Dukun Beranak/Bayi terdiri dari: (a) Dukun terlatih adalah dukun yang telah medapatkan latihan oleh tenaga kesehatan yang dinyatakan lulus. (b) Dukun

tidak terlatih adalah dukun bayi yang belum pernah dilatih oleh tenaga kesehatan atau dukun bayi yang sedang dilatih dan belum dinyatakan lulus. Peranan dukun bayi sulit ditiadakan karena masih mendapat kepercayaan masyarakat dan tenaga terlatih yang masih belum mencukupi. Dukun Beranak masih dapat dimanfaatkan untuk ikut serta memberikan pertolongan persalinan (Manuaba, 2001).

Batas kewenangan Dukun Beranak dalam melakukan pertolongan persalinan menurut Depkes RI (2005) adalah sebagai berikut:

(1) Mempersiapkan pertolongan persalinan meliputi mempersiapkan tempat, kebutuhan ibu dan kebutuhan bayi, mempersiapkan alat-alat persalinan sederhana secara bersih, mencuci tangan sebatas siku dengan sempurna (10 menit).

(2) Memimpin persalinan normal dengan teknik-teknik sederhana yang meliputi membimbing ibu mengejan, menahan perineum, merawat tali pusat, memeriksa kelengkapan plasenta.

(3) Dukun tidak melakukan tindakan yang dilarang seperti memijat perut serta mendorong rahim, menarik plasenta, memasukkan tangan ke dalam liang senggama.

(4) Melakukan perawatan pada bayi baru lahir yang meliputi perawatan mata, mulut dan hidung bayi baru lahir, perawatan tali pusat dan memandikan bayi.

Peran dukun beranak dalam pertolongan persalinan dalam Pedoman Kemitraan Bidan dengan Dukun adalah sebagai berikut:

(1) Mengantar calon ibu bersalin ke Bidan

(2) Mngingatkan keluarga menyiapkan alat transportasi untuk pergi ke bidan atau memanggil bidan

(3) Mempersiapkan sarana prasarana persalinan aman seperti air bersih, kain bersih

(4) Mendampingi ibu pada saat persalinan (5) Membantu Bidan pada saat proses persalinan

(6) Melakukan ritual keagamaan atau tradisional yang sehat yang sesuai tradisi setempat

(7) Membantu Bidan dalam perawatan bayi baru lahir

(8) Membantu ibu dalam inisiasi menyusui dini kurang dari satu jam (9) Memotivasi rujukan jika diperlukan, membantu bidan membersihkan ibu, tempat dan alat setelah persalinan.

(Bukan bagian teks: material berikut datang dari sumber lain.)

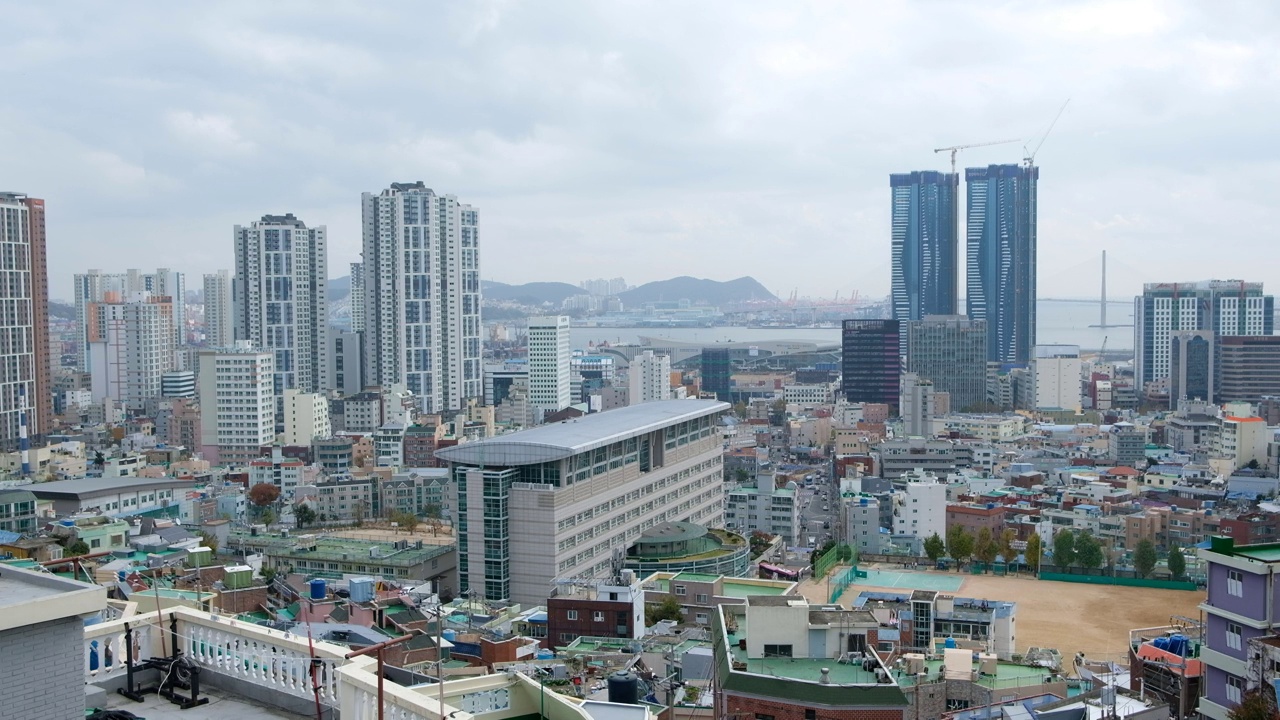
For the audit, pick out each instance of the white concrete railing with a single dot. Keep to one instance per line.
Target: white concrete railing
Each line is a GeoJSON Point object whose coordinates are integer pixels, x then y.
{"type": "Point", "coordinates": [265, 657]}
{"type": "Point", "coordinates": [256, 655]}
{"type": "Point", "coordinates": [282, 662]}
{"type": "Point", "coordinates": [105, 650]}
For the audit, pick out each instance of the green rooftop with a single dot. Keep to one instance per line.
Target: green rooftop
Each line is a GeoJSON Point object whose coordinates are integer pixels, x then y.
{"type": "Point", "coordinates": [1008, 675]}
{"type": "Point", "coordinates": [1267, 552]}
{"type": "Point", "coordinates": [737, 588]}
{"type": "Point", "coordinates": [696, 578]}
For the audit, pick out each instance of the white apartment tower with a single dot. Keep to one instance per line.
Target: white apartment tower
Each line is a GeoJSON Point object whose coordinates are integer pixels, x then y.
{"type": "Point", "coordinates": [356, 297]}
{"type": "Point", "coordinates": [421, 310]}
{"type": "Point", "coordinates": [129, 347]}
{"type": "Point", "coordinates": [649, 378]}
{"type": "Point", "coordinates": [24, 382]}
{"type": "Point", "coordinates": [1056, 370]}
{"type": "Point", "coordinates": [219, 310]}
{"type": "Point", "coordinates": [549, 360]}
{"type": "Point", "coordinates": [282, 297]}
{"type": "Point", "coordinates": [306, 418]}
{"type": "Point", "coordinates": [237, 402]}
{"type": "Point", "coordinates": [97, 286]}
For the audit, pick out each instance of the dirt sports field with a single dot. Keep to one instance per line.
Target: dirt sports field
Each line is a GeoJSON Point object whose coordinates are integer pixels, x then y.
{"type": "Point", "coordinates": [1068, 616]}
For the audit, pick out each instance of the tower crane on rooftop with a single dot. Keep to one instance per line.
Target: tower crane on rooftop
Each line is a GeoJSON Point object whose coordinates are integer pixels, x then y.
{"type": "Point", "coordinates": [955, 149]}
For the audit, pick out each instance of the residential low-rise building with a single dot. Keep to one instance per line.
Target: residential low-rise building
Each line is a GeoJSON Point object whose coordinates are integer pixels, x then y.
{"type": "Point", "coordinates": [112, 496]}
{"type": "Point", "coordinates": [612, 609]}
{"type": "Point", "coordinates": [764, 507]}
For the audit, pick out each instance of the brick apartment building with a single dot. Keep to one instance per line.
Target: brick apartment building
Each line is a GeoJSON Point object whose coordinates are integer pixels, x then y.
{"type": "Point", "coordinates": [976, 516]}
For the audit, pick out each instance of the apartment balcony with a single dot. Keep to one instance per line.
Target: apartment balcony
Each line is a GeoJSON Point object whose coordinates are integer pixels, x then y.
{"type": "Point", "coordinates": [265, 673]}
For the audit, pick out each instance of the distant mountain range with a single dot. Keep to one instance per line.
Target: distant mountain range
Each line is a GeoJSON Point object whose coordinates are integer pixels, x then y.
{"type": "Point", "coordinates": [695, 290]}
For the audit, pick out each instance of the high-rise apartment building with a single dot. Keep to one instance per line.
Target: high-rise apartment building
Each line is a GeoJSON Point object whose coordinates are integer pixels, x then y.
{"type": "Point", "coordinates": [1056, 376]}
{"type": "Point", "coordinates": [282, 301]}
{"type": "Point", "coordinates": [566, 500]}
{"type": "Point", "coordinates": [1001, 258]}
{"type": "Point", "coordinates": [356, 297]}
{"type": "Point", "coordinates": [920, 404]}
{"type": "Point", "coordinates": [237, 402]}
{"type": "Point", "coordinates": [649, 378]}
{"type": "Point", "coordinates": [346, 361]}
{"type": "Point", "coordinates": [421, 268]}
{"type": "Point", "coordinates": [924, 245]}
{"type": "Point", "coordinates": [26, 384]}
{"type": "Point", "coordinates": [1225, 308]}
{"type": "Point", "coordinates": [869, 361]}
{"type": "Point", "coordinates": [306, 418]}
{"type": "Point", "coordinates": [95, 286]}
{"type": "Point", "coordinates": [129, 347]}
{"type": "Point", "coordinates": [950, 350]}
{"type": "Point", "coordinates": [717, 372]}
{"type": "Point", "coordinates": [549, 358]}
{"type": "Point", "coordinates": [1248, 368]}
{"type": "Point", "coordinates": [1192, 373]}
{"type": "Point", "coordinates": [219, 310]}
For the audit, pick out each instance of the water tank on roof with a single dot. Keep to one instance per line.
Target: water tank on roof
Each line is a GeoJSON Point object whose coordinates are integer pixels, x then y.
{"type": "Point", "coordinates": [625, 688]}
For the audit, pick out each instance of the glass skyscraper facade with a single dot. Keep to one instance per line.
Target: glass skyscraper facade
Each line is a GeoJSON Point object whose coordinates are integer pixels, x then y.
{"type": "Point", "coordinates": [1001, 258]}
{"type": "Point", "coordinates": [924, 249]}
{"type": "Point", "coordinates": [872, 367]}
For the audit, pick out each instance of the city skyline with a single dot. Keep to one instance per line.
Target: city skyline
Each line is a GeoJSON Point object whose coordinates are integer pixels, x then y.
{"type": "Point", "coordinates": [613, 153]}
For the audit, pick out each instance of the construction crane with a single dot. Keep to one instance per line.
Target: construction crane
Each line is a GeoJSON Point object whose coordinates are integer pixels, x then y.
{"type": "Point", "coordinates": [959, 147]}
{"type": "Point", "coordinates": [1029, 159]}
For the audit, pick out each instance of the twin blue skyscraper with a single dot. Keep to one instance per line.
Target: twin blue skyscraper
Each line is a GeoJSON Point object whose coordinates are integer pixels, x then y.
{"type": "Point", "coordinates": [1000, 253]}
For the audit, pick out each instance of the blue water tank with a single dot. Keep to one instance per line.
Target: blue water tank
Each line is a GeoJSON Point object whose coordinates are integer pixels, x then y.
{"type": "Point", "coordinates": [361, 589]}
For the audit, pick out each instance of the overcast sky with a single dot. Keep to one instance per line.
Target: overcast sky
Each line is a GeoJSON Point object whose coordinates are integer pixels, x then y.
{"type": "Point", "coordinates": [647, 140]}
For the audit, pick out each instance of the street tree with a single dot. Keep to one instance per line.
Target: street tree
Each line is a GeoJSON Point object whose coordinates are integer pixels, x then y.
{"type": "Point", "coordinates": [1144, 557]}
{"type": "Point", "coordinates": [1176, 563]}
{"type": "Point", "coordinates": [1088, 551]}
{"type": "Point", "coordinates": [1033, 551]}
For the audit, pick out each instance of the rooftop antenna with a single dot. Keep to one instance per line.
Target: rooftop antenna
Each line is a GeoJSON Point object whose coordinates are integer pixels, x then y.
{"type": "Point", "coordinates": [1031, 154]}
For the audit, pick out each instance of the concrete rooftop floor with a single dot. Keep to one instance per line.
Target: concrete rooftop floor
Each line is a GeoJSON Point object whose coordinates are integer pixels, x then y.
{"type": "Point", "coordinates": [220, 705]}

Bidan adalah seorang yang telah menjalani program pendidikan bidan, yang diakui oleh Negara tempat ia tinggal, dan telah berhasil menyelesaikan studi terkait kebidanan serta memenuhi persyaratan untuk terdaftar dan atau memiliki izin formal untuk praktek bidan. Bidan dikenal sebagai profesional yang bertanggungjawab yang bekerja sebagai mitra perempuan dalam memberikan dukungan yang diperlukan asuhan dan saran selama kehamilan, periode persalinan, dan post partum, melakukan pertolongan persalinan dibawah tanggung jawab sendiri, serta memberikan perawatan pada bayi baru lahir (Soepardan, 2008).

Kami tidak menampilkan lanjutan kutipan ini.